Just for fun, I run back and investigate the other brand’s label and country of origin. Don’t think that’s easy. There are three possibilities, and you have to find the tiny code to see from where your detergent hails: the Czech Republic (they gave us arms in the War of Independence), Russia (currently invading Ukraine) or – as my pack turns out – Turkey.
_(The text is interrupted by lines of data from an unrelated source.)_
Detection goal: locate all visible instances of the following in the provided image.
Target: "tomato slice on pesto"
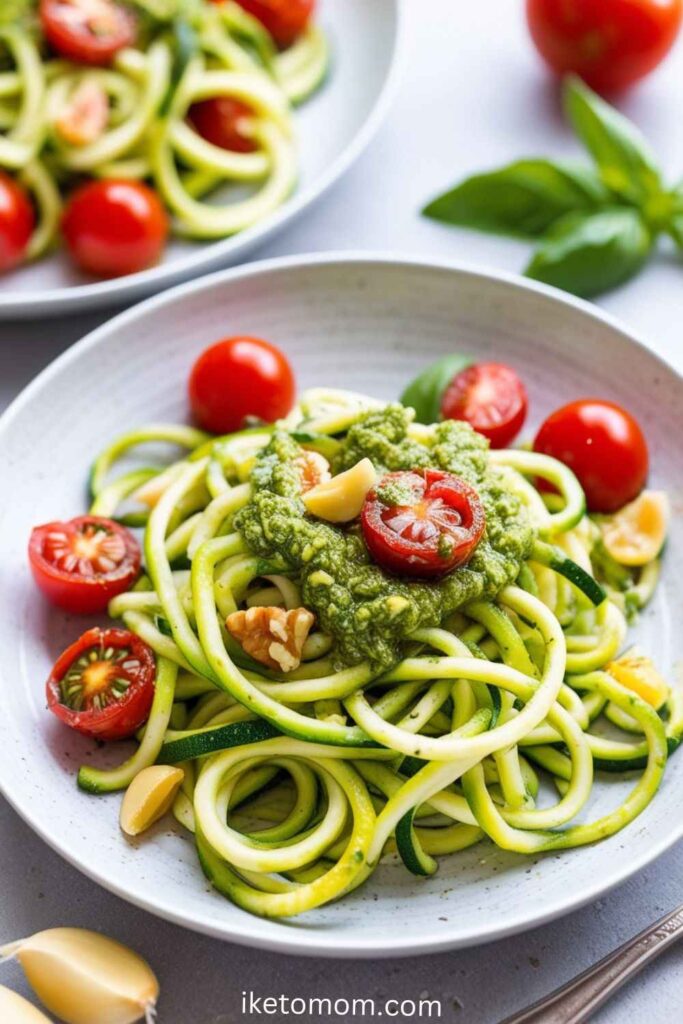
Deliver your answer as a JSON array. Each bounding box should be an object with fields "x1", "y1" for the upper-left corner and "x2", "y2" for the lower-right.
[{"x1": 360, "y1": 469, "x2": 486, "y2": 578}]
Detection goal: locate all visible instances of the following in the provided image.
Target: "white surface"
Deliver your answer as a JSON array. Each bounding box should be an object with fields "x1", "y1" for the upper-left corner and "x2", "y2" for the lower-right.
[
  {"x1": 5, "y1": 257, "x2": 683, "y2": 956},
  {"x1": 0, "y1": 0, "x2": 399, "y2": 319},
  {"x1": 0, "y1": 0, "x2": 683, "y2": 1024}
]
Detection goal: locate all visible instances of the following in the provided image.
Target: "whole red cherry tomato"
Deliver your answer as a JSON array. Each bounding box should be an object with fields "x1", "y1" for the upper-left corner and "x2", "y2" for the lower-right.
[
  {"x1": 40, "y1": 0, "x2": 136, "y2": 65},
  {"x1": 29, "y1": 515, "x2": 140, "y2": 614},
  {"x1": 46, "y1": 628, "x2": 157, "y2": 739},
  {"x1": 533, "y1": 398, "x2": 648, "y2": 512},
  {"x1": 228, "y1": 0, "x2": 315, "y2": 49},
  {"x1": 189, "y1": 337, "x2": 296, "y2": 434},
  {"x1": 526, "y1": 0, "x2": 683, "y2": 92},
  {"x1": 187, "y1": 96, "x2": 257, "y2": 153},
  {"x1": 0, "y1": 171, "x2": 36, "y2": 272},
  {"x1": 61, "y1": 179, "x2": 168, "y2": 278},
  {"x1": 441, "y1": 362, "x2": 527, "y2": 449},
  {"x1": 360, "y1": 469, "x2": 485, "y2": 579}
]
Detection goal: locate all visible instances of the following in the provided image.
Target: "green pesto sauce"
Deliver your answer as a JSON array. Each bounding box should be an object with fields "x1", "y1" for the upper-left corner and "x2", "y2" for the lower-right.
[{"x1": 234, "y1": 404, "x2": 533, "y2": 669}]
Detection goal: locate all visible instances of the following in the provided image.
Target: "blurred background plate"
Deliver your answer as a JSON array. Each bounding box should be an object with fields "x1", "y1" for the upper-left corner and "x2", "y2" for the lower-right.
[
  {"x1": 0, "y1": 254, "x2": 683, "y2": 956},
  {"x1": 0, "y1": 0, "x2": 400, "y2": 319}
]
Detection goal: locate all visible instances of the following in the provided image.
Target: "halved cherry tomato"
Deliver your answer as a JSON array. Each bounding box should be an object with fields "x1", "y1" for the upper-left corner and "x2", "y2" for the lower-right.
[
  {"x1": 189, "y1": 337, "x2": 296, "y2": 434},
  {"x1": 187, "y1": 96, "x2": 257, "y2": 153},
  {"x1": 40, "y1": 0, "x2": 136, "y2": 65},
  {"x1": 0, "y1": 171, "x2": 36, "y2": 272},
  {"x1": 29, "y1": 515, "x2": 140, "y2": 614},
  {"x1": 61, "y1": 178, "x2": 168, "y2": 278},
  {"x1": 46, "y1": 627, "x2": 157, "y2": 739},
  {"x1": 229, "y1": 0, "x2": 315, "y2": 49},
  {"x1": 533, "y1": 398, "x2": 649, "y2": 512},
  {"x1": 360, "y1": 469, "x2": 486, "y2": 578},
  {"x1": 526, "y1": 0, "x2": 683, "y2": 92},
  {"x1": 441, "y1": 362, "x2": 527, "y2": 449}
]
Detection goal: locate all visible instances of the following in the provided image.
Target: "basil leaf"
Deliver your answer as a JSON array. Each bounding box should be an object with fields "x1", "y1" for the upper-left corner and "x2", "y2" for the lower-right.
[
  {"x1": 400, "y1": 354, "x2": 473, "y2": 423},
  {"x1": 564, "y1": 77, "x2": 661, "y2": 205},
  {"x1": 525, "y1": 207, "x2": 652, "y2": 298},
  {"x1": 422, "y1": 160, "x2": 609, "y2": 239}
]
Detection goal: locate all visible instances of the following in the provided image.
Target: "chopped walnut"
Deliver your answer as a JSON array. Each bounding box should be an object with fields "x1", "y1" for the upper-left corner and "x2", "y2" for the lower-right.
[
  {"x1": 295, "y1": 452, "x2": 332, "y2": 495},
  {"x1": 225, "y1": 606, "x2": 315, "y2": 672}
]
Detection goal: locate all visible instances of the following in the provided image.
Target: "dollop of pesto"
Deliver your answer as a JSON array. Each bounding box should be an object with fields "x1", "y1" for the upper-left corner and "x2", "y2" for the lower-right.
[{"x1": 234, "y1": 404, "x2": 533, "y2": 670}]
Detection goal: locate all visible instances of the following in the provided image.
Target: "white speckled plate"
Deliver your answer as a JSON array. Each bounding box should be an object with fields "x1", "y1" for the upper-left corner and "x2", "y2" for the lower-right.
[
  {"x1": 0, "y1": 0, "x2": 400, "y2": 319},
  {"x1": 0, "y1": 255, "x2": 683, "y2": 956}
]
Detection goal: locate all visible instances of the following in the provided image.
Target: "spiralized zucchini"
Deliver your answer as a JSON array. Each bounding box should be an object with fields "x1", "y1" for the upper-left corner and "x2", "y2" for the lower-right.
[
  {"x1": 0, "y1": 0, "x2": 329, "y2": 258},
  {"x1": 79, "y1": 389, "x2": 683, "y2": 916}
]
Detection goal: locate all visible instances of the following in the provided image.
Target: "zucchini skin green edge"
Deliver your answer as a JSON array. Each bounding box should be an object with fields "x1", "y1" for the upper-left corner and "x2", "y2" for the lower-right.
[{"x1": 530, "y1": 541, "x2": 607, "y2": 607}]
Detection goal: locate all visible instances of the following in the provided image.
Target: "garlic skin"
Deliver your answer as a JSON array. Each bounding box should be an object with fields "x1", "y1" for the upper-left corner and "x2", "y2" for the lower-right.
[
  {"x1": 120, "y1": 765, "x2": 185, "y2": 836},
  {"x1": 0, "y1": 985, "x2": 51, "y2": 1024},
  {"x1": 0, "y1": 928, "x2": 159, "y2": 1024}
]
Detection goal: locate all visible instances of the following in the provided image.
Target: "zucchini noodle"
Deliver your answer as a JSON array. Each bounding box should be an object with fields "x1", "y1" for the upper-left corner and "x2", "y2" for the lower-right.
[
  {"x1": 79, "y1": 387, "x2": 683, "y2": 918},
  {"x1": 0, "y1": 0, "x2": 330, "y2": 259}
]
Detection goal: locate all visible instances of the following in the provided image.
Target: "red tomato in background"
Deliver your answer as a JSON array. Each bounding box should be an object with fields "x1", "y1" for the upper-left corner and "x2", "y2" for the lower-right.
[
  {"x1": 441, "y1": 362, "x2": 528, "y2": 449},
  {"x1": 228, "y1": 0, "x2": 315, "y2": 49},
  {"x1": 29, "y1": 515, "x2": 140, "y2": 615},
  {"x1": 188, "y1": 337, "x2": 296, "y2": 434},
  {"x1": 526, "y1": 0, "x2": 683, "y2": 92},
  {"x1": 0, "y1": 171, "x2": 36, "y2": 272},
  {"x1": 360, "y1": 469, "x2": 485, "y2": 579},
  {"x1": 40, "y1": 0, "x2": 136, "y2": 65},
  {"x1": 61, "y1": 179, "x2": 168, "y2": 278},
  {"x1": 187, "y1": 96, "x2": 257, "y2": 153},
  {"x1": 533, "y1": 398, "x2": 649, "y2": 512},
  {"x1": 46, "y1": 628, "x2": 157, "y2": 739}
]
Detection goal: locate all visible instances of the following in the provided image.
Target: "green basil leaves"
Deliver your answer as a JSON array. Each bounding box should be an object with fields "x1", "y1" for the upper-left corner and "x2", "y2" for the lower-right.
[
  {"x1": 400, "y1": 354, "x2": 473, "y2": 423},
  {"x1": 423, "y1": 78, "x2": 683, "y2": 297}
]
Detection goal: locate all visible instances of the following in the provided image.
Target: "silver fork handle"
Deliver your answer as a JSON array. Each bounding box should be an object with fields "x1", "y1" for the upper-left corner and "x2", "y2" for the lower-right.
[{"x1": 501, "y1": 906, "x2": 683, "y2": 1024}]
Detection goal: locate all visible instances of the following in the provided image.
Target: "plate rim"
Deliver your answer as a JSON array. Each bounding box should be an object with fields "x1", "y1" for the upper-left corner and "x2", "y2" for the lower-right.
[
  {"x1": 0, "y1": 0, "x2": 407, "y2": 323},
  {"x1": 0, "y1": 251, "x2": 683, "y2": 958}
]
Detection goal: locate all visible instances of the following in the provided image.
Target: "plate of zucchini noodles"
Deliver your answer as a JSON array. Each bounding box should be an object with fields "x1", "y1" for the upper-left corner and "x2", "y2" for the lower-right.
[
  {"x1": 0, "y1": 254, "x2": 683, "y2": 955},
  {"x1": 0, "y1": 0, "x2": 399, "y2": 317}
]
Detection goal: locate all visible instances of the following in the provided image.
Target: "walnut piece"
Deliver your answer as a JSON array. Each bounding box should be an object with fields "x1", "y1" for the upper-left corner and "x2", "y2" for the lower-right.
[
  {"x1": 294, "y1": 452, "x2": 332, "y2": 495},
  {"x1": 225, "y1": 606, "x2": 315, "y2": 672}
]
Can I buy soap powder from a company providing material support for Hamas? On my latest trip to the US, our Hadassah convention shared a Vegas hotel with the International Premium Cigar and Pipe Retailers Association, a group that lobbies for the rights of adults to enjoy tobacco. Among their 1,600 exhibitors were promoters of Cuban cigars. It’s a global world.
Global economy notwithstanding, those who share my check-out line are getting restless. It’s too hard to decide.
What do they say? No soap, radio.The author is a Jerusalem writer who focuses on the wondrous stories of modern Israel. She serves as the Israel director of public relations for Hadassah, the Women’s Zionist Organization of America. The views in her columns are her own.